Aires oníricos

Habían pasado varios meses en aquella oficina. Horas que él hubiera querido prolongar para no verse interrumpido en la contemplación de la hermosa compañera. De antemano sabía las caras pretensiones de la dama, conformábase con verla extasiado y por las noches entregarse a sublimes sueños que le permitían alcanzar la mujer deseada.

Desvelada, quizá, se durmió ella en su asiento, boca arriba, apoyada la cabeza a la pared. Entonces, el hombre se puso de pie, tembloroso avanzó… estaba ya envuelto en el aliento de la profunda durmiente. ¡Era un príncipe azul!… Se inclinó aún más y sus labios se tocaron, suavemente… pero ella no abrió los ojos. Estaba dicho: nunca su callado amor se vería correspondido.

Despertó al fin.

Al manifestarse él que abandonaba el empleo, recibió por respuesta una helada indiferencia que lo entristeció. Antes de salir inquirió sobre lo que ella había soñado…

—Fue algo raro… —relato la bella— Andaba perdida en el desierto… Sin gota de agua… De pronto, un aire fresco, que ignoro de dónde llegó, refrescó mis labios y me conducía ligera… sin embargo, no podía hallar el rumbo exacto…

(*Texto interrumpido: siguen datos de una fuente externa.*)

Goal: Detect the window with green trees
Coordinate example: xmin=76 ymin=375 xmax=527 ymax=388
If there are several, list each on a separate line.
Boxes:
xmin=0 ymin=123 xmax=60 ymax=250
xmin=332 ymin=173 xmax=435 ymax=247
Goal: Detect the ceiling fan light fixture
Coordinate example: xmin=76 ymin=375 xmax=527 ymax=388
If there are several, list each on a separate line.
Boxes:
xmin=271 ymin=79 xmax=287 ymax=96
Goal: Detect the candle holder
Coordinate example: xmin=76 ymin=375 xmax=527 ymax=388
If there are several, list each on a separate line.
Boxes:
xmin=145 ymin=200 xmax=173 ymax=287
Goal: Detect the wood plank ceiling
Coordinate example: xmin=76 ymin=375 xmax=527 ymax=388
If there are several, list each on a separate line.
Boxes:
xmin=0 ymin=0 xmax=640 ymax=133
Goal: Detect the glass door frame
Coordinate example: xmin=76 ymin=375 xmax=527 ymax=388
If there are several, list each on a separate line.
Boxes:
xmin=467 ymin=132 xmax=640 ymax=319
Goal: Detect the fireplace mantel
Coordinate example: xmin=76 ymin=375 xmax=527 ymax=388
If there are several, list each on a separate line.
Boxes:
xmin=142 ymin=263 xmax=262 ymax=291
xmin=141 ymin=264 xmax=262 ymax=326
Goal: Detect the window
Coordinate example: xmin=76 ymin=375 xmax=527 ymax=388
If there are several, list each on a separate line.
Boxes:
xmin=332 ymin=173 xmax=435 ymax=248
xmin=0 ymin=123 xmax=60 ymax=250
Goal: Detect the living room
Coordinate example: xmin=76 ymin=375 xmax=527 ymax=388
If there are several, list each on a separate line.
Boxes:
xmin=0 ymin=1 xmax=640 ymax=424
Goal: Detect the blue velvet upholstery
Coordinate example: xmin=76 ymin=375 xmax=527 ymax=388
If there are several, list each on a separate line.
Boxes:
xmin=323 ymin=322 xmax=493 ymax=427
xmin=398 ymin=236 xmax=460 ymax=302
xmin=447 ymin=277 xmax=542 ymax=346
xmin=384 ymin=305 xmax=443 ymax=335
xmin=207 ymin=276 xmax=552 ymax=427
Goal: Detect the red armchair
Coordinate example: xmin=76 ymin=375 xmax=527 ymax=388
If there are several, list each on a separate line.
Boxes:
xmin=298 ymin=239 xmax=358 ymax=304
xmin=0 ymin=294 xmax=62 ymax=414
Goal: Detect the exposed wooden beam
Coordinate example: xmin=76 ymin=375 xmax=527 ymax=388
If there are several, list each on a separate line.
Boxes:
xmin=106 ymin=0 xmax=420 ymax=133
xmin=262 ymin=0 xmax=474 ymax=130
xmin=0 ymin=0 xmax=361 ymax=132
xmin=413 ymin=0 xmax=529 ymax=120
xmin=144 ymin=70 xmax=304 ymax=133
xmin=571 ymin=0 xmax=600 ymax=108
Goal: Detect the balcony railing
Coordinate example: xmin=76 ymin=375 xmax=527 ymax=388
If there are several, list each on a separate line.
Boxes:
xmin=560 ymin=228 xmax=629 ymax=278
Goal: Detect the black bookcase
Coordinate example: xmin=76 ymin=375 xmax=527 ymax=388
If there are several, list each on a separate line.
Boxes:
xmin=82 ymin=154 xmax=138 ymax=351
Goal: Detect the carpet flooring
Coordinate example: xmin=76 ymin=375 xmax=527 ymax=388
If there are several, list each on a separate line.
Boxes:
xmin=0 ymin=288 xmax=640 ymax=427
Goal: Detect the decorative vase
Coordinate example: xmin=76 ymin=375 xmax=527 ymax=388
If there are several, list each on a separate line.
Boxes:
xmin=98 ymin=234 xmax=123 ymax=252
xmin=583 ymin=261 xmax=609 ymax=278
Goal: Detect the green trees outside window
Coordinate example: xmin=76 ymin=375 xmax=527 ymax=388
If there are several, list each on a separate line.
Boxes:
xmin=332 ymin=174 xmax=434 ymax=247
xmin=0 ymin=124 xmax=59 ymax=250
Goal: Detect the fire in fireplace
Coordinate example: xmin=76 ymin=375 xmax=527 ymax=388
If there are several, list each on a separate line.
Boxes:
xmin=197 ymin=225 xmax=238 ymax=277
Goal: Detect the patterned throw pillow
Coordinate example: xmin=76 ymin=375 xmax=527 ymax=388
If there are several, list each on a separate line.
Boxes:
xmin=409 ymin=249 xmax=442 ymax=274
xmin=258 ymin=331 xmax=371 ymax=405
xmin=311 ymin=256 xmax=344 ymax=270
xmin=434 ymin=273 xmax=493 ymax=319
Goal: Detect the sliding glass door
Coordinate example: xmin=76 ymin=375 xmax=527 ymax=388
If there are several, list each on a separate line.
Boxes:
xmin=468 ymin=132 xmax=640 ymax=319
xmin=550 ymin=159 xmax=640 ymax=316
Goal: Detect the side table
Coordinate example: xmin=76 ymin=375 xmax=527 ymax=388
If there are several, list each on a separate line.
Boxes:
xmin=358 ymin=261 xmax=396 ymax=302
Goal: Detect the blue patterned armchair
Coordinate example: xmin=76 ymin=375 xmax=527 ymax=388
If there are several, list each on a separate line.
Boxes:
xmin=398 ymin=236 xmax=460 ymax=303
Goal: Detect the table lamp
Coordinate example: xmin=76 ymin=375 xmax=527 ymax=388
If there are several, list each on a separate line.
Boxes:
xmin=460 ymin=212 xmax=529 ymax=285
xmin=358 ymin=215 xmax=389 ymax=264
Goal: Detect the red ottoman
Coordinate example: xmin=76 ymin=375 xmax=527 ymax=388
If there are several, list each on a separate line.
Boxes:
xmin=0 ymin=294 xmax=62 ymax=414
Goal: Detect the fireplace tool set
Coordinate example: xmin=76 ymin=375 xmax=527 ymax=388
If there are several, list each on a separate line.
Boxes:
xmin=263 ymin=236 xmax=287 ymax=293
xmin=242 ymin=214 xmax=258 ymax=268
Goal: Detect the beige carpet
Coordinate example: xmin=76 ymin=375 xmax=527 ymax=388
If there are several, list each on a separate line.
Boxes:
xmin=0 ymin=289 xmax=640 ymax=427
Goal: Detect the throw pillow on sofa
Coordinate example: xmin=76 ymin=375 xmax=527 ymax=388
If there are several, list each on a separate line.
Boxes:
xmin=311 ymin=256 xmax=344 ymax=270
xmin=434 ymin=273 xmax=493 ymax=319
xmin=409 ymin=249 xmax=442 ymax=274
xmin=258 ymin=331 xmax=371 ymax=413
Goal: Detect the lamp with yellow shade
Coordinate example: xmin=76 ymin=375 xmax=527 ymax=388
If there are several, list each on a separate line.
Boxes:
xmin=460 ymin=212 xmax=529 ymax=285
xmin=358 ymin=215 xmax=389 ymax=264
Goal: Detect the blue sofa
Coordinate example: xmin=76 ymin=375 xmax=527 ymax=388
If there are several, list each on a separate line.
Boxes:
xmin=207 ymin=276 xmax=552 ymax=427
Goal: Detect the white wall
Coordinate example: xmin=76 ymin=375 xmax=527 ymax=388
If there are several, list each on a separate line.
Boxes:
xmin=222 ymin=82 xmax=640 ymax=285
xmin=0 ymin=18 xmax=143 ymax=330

Partió rápido. Al no poderla besar nuevamente, tal vez nunca, debía al menos ayudarle a salir de aquel extravío. ¡Y corrió a soñar!

Raúl Linares
No. 37, Julio-Agosto 1969
Tomo VI – Año IV
Pág. 565

La última voluntad

Junto a aquél árbol que solía abarcar diversos tonos de color en su follaje, según la temporada, ella se despidió. Siempre sonriente, reflejando y expandiendo una alegría exquisita que le hacía ver sobrenaturalmente hermosa. Y no miento al calificarla así; pues desapareció bañando su recuerdo con un velo fantasmal. A pocos días, fui enterado de su repentina muerte.

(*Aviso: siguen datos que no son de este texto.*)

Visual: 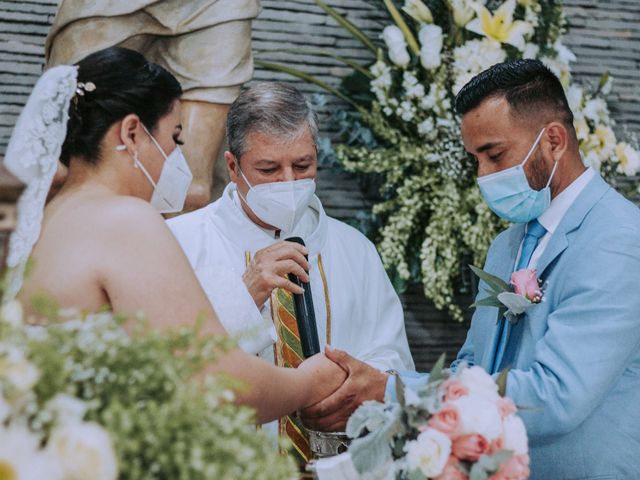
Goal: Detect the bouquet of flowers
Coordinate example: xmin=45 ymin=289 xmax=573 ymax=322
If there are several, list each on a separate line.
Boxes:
xmin=316 ymin=357 xmax=529 ymax=480
xmin=0 ymin=301 xmax=296 ymax=480
xmin=257 ymin=0 xmax=640 ymax=320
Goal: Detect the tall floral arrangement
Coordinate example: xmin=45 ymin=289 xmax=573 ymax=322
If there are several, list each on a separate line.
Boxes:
xmin=0 ymin=301 xmax=296 ymax=480
xmin=258 ymin=0 xmax=640 ymax=320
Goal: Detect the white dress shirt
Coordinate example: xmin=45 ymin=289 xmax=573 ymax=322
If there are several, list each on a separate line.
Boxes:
xmin=516 ymin=167 xmax=595 ymax=268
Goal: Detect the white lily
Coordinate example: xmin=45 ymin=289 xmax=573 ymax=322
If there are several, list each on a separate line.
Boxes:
xmin=418 ymin=25 xmax=442 ymax=70
xmin=466 ymin=0 xmax=533 ymax=50
xmin=382 ymin=25 xmax=411 ymax=68
xmin=402 ymin=0 xmax=433 ymax=23
xmin=449 ymin=0 xmax=484 ymax=28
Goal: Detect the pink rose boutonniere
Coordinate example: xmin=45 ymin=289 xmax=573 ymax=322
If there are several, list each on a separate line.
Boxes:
xmin=469 ymin=265 xmax=544 ymax=323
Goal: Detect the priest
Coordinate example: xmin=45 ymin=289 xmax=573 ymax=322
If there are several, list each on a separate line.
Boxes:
xmin=169 ymin=83 xmax=413 ymax=459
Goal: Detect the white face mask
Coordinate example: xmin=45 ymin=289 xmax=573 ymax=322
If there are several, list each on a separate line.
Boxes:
xmin=133 ymin=125 xmax=193 ymax=213
xmin=236 ymin=163 xmax=316 ymax=232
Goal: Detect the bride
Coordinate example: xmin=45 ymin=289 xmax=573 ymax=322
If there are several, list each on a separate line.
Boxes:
xmin=5 ymin=48 xmax=345 ymax=422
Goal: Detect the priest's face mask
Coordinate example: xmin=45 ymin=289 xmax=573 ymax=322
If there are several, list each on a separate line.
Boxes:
xmin=225 ymin=126 xmax=317 ymax=232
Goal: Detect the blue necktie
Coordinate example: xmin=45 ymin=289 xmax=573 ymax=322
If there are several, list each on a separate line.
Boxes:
xmin=491 ymin=220 xmax=547 ymax=373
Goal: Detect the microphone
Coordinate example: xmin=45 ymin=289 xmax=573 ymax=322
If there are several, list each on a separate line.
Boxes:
xmin=285 ymin=237 xmax=320 ymax=358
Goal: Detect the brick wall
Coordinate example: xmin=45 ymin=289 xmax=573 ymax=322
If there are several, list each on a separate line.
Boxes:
xmin=0 ymin=0 xmax=640 ymax=369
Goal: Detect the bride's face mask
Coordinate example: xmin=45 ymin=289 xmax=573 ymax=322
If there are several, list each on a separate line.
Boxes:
xmin=133 ymin=125 xmax=193 ymax=213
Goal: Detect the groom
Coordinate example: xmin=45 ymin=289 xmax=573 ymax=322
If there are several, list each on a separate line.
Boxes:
xmin=304 ymin=60 xmax=640 ymax=480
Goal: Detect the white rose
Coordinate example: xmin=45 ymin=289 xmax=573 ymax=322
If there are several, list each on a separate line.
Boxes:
xmin=456 ymin=366 xmax=500 ymax=401
xmin=0 ymin=347 xmax=40 ymax=392
xmin=452 ymin=392 xmax=502 ymax=441
xmin=502 ymin=415 xmax=529 ymax=455
xmin=47 ymin=423 xmax=118 ymax=480
xmin=404 ymin=428 xmax=451 ymax=478
xmin=0 ymin=300 xmax=24 ymax=327
xmin=382 ymin=25 xmax=411 ymax=68
xmin=0 ymin=425 xmax=60 ymax=480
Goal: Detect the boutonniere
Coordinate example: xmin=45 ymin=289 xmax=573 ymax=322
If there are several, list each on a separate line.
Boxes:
xmin=469 ymin=265 xmax=544 ymax=323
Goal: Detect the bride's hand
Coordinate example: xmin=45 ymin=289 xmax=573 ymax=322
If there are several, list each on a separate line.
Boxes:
xmin=298 ymin=353 xmax=347 ymax=407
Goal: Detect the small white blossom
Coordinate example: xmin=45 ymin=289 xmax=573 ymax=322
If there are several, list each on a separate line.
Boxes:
xmin=382 ymin=25 xmax=411 ymax=68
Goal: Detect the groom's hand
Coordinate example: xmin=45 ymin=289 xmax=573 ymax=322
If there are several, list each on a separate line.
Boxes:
xmin=300 ymin=348 xmax=389 ymax=432
xmin=242 ymin=241 xmax=309 ymax=308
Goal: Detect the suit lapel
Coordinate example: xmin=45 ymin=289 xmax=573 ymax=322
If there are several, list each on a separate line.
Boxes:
xmin=482 ymin=174 xmax=611 ymax=371
xmin=482 ymin=224 xmax=524 ymax=371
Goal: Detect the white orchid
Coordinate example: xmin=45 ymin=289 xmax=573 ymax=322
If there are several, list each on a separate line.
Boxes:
xmin=402 ymin=0 xmax=433 ymax=23
xmin=47 ymin=423 xmax=118 ymax=480
xmin=466 ymin=0 xmax=533 ymax=51
xmin=382 ymin=25 xmax=411 ymax=68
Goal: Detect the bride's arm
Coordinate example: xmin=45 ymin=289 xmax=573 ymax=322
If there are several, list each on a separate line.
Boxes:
xmin=96 ymin=198 xmax=345 ymax=421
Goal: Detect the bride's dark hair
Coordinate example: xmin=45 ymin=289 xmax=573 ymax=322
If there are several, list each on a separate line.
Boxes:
xmin=60 ymin=47 xmax=182 ymax=166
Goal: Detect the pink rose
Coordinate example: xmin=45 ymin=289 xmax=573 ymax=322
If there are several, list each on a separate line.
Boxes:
xmin=429 ymin=403 xmax=460 ymax=440
xmin=489 ymin=455 xmax=531 ymax=480
xmin=435 ymin=455 xmax=469 ymax=480
xmin=498 ymin=397 xmax=518 ymax=418
xmin=451 ymin=433 xmax=489 ymax=462
xmin=511 ymin=268 xmax=542 ymax=303
xmin=440 ymin=378 xmax=469 ymax=402
xmin=487 ymin=437 xmax=504 ymax=455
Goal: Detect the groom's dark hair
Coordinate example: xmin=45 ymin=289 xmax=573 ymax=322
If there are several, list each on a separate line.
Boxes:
xmin=455 ymin=60 xmax=575 ymax=132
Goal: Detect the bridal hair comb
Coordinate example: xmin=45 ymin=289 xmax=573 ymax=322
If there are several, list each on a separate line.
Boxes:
xmin=76 ymin=82 xmax=96 ymax=97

Seguí acudiendo al sitio en que la vi por vez última. En primavera, el árbol se vestía de un verde intenso. Creía oír su risa florida.

Tiempo después, me cubría de la lluvia bajo el árbol que sabía de mis angustias y entonces las gotas de agua que llegaban a mí, contábanme acerca de su ternurosa femineidad y recordaba los instantes dichosos en su compañía, que ahora, aumentaban mi dolor.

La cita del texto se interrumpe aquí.